SpamSieve Initial Accuracy Questions

Hey Michael,

I’ve been using SpamSieve for a few days now in Apple Mail v 2.1.1. I set everything up according to instructions and have been training it also. Since then, only 64 emails was received on both my email accounts. SpamSieve has been catching spam and moving it into my spam mailbox. However, there has been a number of false positives . . . which I corrected by manually marking it as good.

I am at an 82.8% SpamSieve accuracy, which is pretty low. But is this 82.8% accuracy common, since not a lot of email was received?

I notice that after initial training and letting SpamSieve running on its own, the corpus becomes unbalanced (65% spam becoming 62-64%).

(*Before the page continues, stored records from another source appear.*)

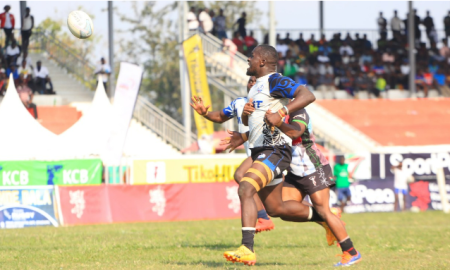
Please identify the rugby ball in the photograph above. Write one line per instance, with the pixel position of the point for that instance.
(80, 24)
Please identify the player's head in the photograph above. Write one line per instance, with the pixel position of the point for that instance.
(262, 60)
(250, 83)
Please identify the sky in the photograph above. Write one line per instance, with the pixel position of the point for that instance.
(288, 14)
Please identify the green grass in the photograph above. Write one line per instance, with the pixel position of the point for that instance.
(385, 240)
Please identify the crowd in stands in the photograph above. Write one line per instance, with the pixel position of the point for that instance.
(14, 60)
(351, 63)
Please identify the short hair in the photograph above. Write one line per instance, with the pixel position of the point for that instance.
(268, 52)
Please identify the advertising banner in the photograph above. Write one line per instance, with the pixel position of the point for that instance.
(378, 195)
(40, 173)
(189, 169)
(422, 166)
(125, 203)
(195, 62)
(125, 96)
(22, 207)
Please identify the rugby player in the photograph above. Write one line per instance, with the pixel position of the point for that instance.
(270, 149)
(309, 174)
(234, 110)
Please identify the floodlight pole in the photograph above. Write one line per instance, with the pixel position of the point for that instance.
(321, 18)
(111, 49)
(184, 82)
(272, 39)
(411, 48)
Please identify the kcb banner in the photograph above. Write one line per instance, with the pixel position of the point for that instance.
(39, 173)
(27, 207)
(189, 169)
(195, 62)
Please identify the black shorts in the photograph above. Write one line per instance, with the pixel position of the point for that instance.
(322, 178)
(276, 158)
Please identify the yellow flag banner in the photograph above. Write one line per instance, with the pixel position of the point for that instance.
(195, 62)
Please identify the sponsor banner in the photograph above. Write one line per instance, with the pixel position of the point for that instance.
(63, 172)
(125, 203)
(195, 62)
(188, 169)
(125, 96)
(422, 166)
(27, 207)
(378, 195)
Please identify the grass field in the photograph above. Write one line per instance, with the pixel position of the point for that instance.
(385, 240)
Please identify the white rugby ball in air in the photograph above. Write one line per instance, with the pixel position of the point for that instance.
(80, 24)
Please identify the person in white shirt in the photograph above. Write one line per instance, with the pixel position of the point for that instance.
(103, 71)
(192, 20)
(27, 27)
(400, 185)
(205, 21)
(41, 79)
(396, 24)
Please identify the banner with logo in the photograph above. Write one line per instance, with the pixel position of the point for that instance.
(378, 195)
(125, 203)
(422, 166)
(195, 62)
(40, 173)
(127, 89)
(22, 207)
(187, 169)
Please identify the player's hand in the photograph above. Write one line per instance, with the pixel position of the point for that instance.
(232, 142)
(198, 106)
(273, 119)
(248, 108)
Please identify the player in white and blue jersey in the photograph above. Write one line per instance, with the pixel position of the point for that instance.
(234, 110)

Worried, I would try to find more spam to manually mark in order to balance it out.

Any suggestions?

Thanks!


Filtered Mail:

53 Good Messages
11 Spam Messages (17%)
2 Spam Messages Per Day

SpamSieve Accuracy:

9 False Positives
2 False Negatives (18%)
**82.8%**Correct

Corpus:

311 Good Messages
561 Spam Messages (64%)
47, 653 Total Words

Rules:

869 Blocklist Rules
447 Whitelist Rules

Showing Statistics Since:

3/1/07 2:04 AM

Hmm, normally most of SpamSieve’s mistakes are false negatives rather than false positives. And with the number of messages you’ve trained it with, the accuracy should be at least 97%. Did you train it with a representative mix of good messages? How many good and spam messages did you use in the initial training? Please send SpamSieve’s log file to me via e-mail so that I can see what’s happening here.

That’s nothing to worry about. Anywhere in the 60-70% range should be OK.

After the initial training, I recommend only training SpamSieve with messages that it didn’t classify correctly. SpamSieve will automatically maintain the proper balance.

Hey Michael,

Just sent an email with the information requested.

Thanks Again!

Phong

I don’t think there’s anything to worry about. Most of the false positives look like marketing and mass-mailing type messages. As SpamSieve sees more of these messages, it will learn to recognize them as good.